Helen wants to smash her own forehead into the steering wheel. “Let’s get food,” she says, and grips the wheel as she maneuvers them out of the hotel parking lot.

She takes them to In-N-Out and thinks about explaining the secret menu to them, but thinks better of it. When they sit down to share their meal, Mom unfolds herself happily, taking out napkins and packages of nuts she got on the plane from her purse.

“Thanks, Mom,” Helen says wearily.

“So,” Mom says, eating a plain french fry. “How are things?”

“They’re good,” Helen says automatically. “The first week of production went well. I was nervous at first, but everyone’s doing a really good job and the showrunner’s really happy.”

“I don’t understand why you don’t run your own show,” Dad says, biting into his burger.

“Because I’ve never done it before,” Helen explains for the millionth time. “But Suraya’s really great. It’s like we’re two brains in a pod.”

It’s a play on a familiar expression that’s almost certainly gone over their heads. Helen often wonders how much of her relationship with her parents has been lost in translation and how different things would be if they’d never moved to this country. But then maybe she wouldn’t have become a writer, or at least this kind of writer, telling these kinds of stories, with these specific people, at this specific time in her life, and she finds herself familiarly grateful that her parents made the decisions they made.

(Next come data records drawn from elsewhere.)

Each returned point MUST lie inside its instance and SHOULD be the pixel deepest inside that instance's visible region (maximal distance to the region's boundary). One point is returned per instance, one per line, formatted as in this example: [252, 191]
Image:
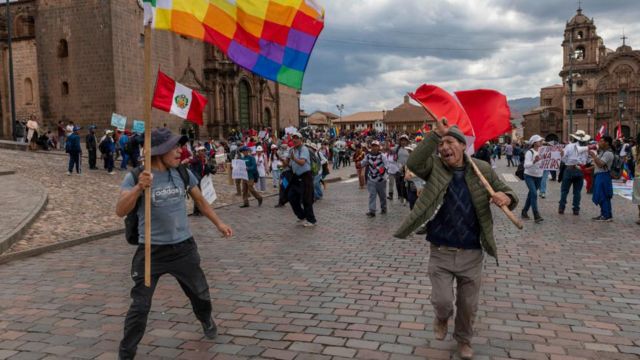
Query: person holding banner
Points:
[533, 178]
[456, 207]
[173, 249]
[602, 185]
[573, 156]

They go to her condo afterward (“just to have a look”) and Helen feels a small surge of pride when Dad looks out the window and says, “You have a nice view.”

Mom pats down each couch cushion to inspect its softness before she sits down, then bounces up and down slightly as if she’s testing wares at a mattress store.

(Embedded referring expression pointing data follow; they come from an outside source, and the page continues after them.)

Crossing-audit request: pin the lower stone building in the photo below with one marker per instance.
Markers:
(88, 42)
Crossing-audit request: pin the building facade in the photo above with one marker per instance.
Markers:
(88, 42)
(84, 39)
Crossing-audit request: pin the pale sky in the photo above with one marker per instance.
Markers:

“The studio pays for all of this?”

“Yep,” Helen says. “Until production’s over.”

“Very nice,” Mom says approvingly. “This is very nice.”

And it is nice, Helen thinks—letting her parents see her thrive on another coast.

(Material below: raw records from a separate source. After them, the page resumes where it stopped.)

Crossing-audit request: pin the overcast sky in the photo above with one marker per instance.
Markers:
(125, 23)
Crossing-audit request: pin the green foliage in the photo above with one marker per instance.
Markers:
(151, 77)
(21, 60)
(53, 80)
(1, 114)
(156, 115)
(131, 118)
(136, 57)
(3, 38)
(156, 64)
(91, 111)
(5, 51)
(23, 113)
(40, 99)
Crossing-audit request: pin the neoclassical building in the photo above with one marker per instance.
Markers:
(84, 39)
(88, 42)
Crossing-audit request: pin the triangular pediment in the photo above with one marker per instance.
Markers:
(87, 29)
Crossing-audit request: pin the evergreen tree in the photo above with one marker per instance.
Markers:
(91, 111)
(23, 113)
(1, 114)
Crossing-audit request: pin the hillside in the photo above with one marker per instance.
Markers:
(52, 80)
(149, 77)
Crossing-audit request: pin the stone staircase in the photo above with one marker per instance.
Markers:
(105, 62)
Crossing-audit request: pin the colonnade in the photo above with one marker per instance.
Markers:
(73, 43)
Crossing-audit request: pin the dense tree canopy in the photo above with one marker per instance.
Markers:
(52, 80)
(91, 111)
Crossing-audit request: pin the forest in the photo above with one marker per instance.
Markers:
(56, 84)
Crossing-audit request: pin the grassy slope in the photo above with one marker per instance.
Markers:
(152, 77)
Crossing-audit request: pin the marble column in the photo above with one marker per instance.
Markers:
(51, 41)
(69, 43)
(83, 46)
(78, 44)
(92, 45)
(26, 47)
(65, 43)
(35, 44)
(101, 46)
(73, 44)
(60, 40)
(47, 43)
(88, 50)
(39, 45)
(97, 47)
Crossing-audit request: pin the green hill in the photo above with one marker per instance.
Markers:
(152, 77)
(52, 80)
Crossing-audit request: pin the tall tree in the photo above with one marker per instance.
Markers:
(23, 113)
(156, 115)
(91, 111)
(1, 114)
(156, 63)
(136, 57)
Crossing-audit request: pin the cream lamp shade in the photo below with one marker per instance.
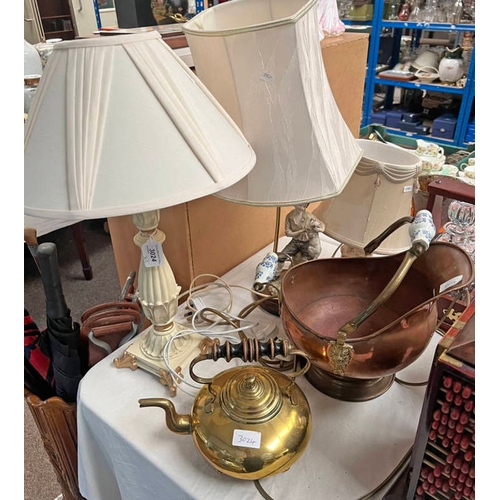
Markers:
(262, 60)
(120, 125)
(379, 193)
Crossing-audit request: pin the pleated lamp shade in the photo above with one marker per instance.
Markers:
(262, 60)
(379, 193)
(120, 125)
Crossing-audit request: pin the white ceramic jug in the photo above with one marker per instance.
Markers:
(451, 67)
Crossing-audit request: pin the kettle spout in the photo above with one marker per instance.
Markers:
(180, 424)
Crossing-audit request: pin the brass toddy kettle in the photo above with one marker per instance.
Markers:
(250, 421)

See, she tries to silently communicate, you don’t have to worry about me. I’ll survive.

They stay for exactly one pot of tea, Dad quietly walking from room to room while Mom starts doing dishes even though Helen protests she has a dishwasher for that.

She had felt slightly itchy and nervous about having her parents in this space—imagining them moving within the scenes of her California life played slightly wrong in her brain, like a poorly done double exposure. But as she listens to Mom gossip idly about their old friends while toweling off plates and Dad flicks lights on and off in various rooms, she feels a sense of home wash over the condo, and finds she doesn’t mind it as much as she thought she would.

She walks them down to the lobby to wait for their Uber, because Mom insists it’s too late for Helen to drive them to the Radisson and back, and Helen’s grateful because it is getting late.

She waits until their car is out of sight before she calls Grant.

“How’d it go?” he asks, his voice low in a way where she can tell he’s lying in bed.

“Good,” she says. “They came to the condo, like I said they would. They liked it. They came dangerously close to saying they were proud of me out loud.”

Grant chuckles and she thinks, I would keep this feeling, if I could.





Twenty-Seven




Helen’s parents love visiting the set.

A production assistant sets up chairs (“What, just for us?”) at video village and Mike, the sound guy, gets them headsets so they can hear the production audio. Suraya introduces them to the cast and crew as the parents of the brain that created the brainchild of this show. “So really, it’s like they’re the grandparents of our show.”